Abstract

Fifteen to thirty percent of AIDS patients develop some type of neurologic disorder during the course of their illness and the vast majority of these neurologic disorders will be HIV-associated dementia (HAD). These patients can exhibit varying degrees of severity and rates of progression of HAD. Neuropathologic variables that are associated with the rate of progression of HAD are not known. Tissue was collected at autopsy from the Johns Hopkins University HIV Neurology Program. Seventy-one AIDS patients of this prospectively characterized population were followed until death to obtain information on dementia severity and the rate of neurological progression. Immunoblot analysis of immunological nitric oxide synthase (iNOS), HAM56, gp41, p24, gp120, and beta-tubulin was performed and the levels of iNOS, HAM56, gp41, and p24 were normalized to beta-tubulin and analyzed for significance by means of the Kruskal-Wallis test for multiple groups. We have identified unique groups within this spectrum and designated them slow, moderate, and rapid progressors. Slow and moderate progressors' neurological progression occurs over a course of months to years, whereas the rapid progressors' disease shows rapid increases in severity over weeks to months.
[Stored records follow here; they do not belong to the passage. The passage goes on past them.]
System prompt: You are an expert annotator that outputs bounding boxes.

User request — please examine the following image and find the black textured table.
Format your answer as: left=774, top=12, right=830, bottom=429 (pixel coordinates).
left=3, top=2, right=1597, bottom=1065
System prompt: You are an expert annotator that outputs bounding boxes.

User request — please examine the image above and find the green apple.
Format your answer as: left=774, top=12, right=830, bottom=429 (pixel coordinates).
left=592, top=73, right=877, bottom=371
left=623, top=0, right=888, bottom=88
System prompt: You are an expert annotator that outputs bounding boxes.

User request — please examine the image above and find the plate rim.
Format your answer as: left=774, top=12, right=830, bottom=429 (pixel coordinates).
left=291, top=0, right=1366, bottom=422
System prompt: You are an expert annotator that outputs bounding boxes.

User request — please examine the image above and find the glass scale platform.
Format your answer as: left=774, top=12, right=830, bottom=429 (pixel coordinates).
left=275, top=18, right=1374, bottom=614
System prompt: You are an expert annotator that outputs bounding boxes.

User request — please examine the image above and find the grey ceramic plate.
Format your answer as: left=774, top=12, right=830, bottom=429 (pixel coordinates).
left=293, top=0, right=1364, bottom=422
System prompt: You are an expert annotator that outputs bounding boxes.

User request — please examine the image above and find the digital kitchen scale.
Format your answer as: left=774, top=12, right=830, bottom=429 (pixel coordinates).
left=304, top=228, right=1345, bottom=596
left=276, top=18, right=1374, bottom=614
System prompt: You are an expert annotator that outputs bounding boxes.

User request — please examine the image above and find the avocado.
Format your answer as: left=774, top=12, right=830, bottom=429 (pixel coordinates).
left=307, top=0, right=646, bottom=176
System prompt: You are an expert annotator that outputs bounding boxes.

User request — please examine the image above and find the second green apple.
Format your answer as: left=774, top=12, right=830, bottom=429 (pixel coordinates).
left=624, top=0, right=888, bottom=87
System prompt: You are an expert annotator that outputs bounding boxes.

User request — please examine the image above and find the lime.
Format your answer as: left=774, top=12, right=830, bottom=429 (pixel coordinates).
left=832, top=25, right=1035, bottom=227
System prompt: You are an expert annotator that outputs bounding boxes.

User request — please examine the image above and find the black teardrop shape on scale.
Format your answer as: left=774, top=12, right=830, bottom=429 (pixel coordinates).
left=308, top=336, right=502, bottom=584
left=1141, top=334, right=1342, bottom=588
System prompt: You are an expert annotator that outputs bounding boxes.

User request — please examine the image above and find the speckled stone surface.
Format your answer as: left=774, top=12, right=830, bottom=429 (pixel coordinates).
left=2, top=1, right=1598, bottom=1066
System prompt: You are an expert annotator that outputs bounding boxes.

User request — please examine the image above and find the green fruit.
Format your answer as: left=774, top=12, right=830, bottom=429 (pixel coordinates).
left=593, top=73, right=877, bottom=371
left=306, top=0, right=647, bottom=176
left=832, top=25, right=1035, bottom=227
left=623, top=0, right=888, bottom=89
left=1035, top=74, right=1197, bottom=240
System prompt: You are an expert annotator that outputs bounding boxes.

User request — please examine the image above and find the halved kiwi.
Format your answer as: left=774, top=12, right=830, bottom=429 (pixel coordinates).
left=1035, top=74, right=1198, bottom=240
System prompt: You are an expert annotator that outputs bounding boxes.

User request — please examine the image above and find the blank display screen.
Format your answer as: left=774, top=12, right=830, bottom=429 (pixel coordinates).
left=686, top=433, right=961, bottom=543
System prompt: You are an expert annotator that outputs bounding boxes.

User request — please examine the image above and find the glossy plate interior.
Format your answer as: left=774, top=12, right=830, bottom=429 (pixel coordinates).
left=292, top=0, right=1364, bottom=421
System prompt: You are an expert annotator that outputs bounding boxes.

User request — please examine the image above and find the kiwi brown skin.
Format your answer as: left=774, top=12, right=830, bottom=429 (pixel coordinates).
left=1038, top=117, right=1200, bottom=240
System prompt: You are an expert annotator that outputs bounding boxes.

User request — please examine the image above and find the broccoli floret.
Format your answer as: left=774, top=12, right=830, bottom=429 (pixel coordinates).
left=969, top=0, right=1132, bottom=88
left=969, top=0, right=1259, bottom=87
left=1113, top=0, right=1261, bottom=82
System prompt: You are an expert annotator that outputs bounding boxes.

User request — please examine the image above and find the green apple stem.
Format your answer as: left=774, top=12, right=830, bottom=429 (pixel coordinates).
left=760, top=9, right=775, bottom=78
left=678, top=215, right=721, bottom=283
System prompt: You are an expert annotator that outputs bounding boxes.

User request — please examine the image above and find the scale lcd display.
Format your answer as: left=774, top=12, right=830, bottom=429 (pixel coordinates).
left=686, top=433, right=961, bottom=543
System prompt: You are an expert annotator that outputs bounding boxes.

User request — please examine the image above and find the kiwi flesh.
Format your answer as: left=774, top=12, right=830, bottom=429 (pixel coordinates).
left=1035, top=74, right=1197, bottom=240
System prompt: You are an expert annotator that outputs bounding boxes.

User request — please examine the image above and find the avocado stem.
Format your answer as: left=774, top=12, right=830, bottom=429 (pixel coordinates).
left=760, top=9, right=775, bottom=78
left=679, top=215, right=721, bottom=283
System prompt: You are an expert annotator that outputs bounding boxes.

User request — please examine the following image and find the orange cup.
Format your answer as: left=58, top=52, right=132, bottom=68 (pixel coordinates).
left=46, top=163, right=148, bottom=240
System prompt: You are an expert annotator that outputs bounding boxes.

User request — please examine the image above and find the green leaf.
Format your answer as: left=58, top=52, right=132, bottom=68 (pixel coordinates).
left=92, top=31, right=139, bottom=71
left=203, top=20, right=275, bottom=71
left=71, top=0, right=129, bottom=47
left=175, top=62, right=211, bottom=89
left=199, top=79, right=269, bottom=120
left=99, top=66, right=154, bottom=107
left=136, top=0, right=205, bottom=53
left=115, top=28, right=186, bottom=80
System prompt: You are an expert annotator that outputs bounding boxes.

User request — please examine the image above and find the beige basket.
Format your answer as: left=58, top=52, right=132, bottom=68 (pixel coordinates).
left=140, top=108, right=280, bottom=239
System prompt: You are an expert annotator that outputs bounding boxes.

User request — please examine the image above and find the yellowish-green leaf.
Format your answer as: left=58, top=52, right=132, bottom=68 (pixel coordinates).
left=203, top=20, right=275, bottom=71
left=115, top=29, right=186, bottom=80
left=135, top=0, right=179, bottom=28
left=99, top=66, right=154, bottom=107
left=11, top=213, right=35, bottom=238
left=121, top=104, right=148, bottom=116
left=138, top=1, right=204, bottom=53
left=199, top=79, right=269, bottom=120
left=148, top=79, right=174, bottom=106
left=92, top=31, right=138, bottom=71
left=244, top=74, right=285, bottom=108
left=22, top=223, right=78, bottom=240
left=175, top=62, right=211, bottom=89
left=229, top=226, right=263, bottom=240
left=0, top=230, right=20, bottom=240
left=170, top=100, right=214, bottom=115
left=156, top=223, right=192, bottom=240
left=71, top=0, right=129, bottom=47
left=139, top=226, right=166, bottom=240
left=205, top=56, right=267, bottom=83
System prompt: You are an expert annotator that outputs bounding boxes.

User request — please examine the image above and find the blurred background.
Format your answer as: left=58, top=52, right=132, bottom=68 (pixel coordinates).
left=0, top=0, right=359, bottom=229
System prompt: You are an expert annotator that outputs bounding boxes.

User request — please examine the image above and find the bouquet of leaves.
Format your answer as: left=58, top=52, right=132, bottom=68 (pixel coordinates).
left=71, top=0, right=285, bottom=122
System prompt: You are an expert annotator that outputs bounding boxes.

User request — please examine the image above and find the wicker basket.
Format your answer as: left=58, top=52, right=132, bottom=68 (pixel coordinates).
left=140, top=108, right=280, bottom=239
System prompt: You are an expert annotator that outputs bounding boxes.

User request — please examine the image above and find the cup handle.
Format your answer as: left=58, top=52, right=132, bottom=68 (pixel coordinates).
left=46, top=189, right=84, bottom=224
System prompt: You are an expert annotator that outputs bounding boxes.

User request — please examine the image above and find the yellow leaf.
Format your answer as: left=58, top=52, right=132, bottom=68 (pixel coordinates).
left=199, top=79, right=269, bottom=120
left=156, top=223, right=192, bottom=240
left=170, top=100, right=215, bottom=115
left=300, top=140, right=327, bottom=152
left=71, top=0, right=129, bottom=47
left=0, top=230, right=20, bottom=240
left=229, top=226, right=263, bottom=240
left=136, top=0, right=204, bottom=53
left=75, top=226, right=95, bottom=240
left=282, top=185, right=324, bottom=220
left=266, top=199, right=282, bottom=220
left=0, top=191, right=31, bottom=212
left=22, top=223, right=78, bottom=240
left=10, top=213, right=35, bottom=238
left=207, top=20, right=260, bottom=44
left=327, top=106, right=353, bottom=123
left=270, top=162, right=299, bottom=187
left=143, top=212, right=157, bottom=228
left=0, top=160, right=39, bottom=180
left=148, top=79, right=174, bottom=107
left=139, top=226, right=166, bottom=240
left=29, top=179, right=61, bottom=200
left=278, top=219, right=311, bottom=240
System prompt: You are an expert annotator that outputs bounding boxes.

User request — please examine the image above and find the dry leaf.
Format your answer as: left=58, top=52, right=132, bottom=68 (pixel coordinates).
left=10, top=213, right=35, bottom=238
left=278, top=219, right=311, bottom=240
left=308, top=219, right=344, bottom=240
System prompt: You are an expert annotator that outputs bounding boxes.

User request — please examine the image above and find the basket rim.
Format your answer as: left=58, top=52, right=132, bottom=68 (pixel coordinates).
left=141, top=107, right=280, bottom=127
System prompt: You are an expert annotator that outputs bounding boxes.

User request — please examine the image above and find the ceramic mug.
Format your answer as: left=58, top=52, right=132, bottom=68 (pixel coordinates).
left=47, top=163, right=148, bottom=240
In the present study we demonstrate that the severity and rate of progression of HAD correlates significantly with levels of the HIV-1 coat protein, gp41, iNOS, and HAM56, a marker of microglial/macrophage activation. The severity and rate of progression of HAD correlates with indices of immune activation as well as levels of iNOS and gp41. There appears to be a threshold effect in which high levels of gp41, iNOS, and immune activation are particularly associated with severe (Memorial Sloan-Kettering score 3 to 4) and rapidly progressive HAD.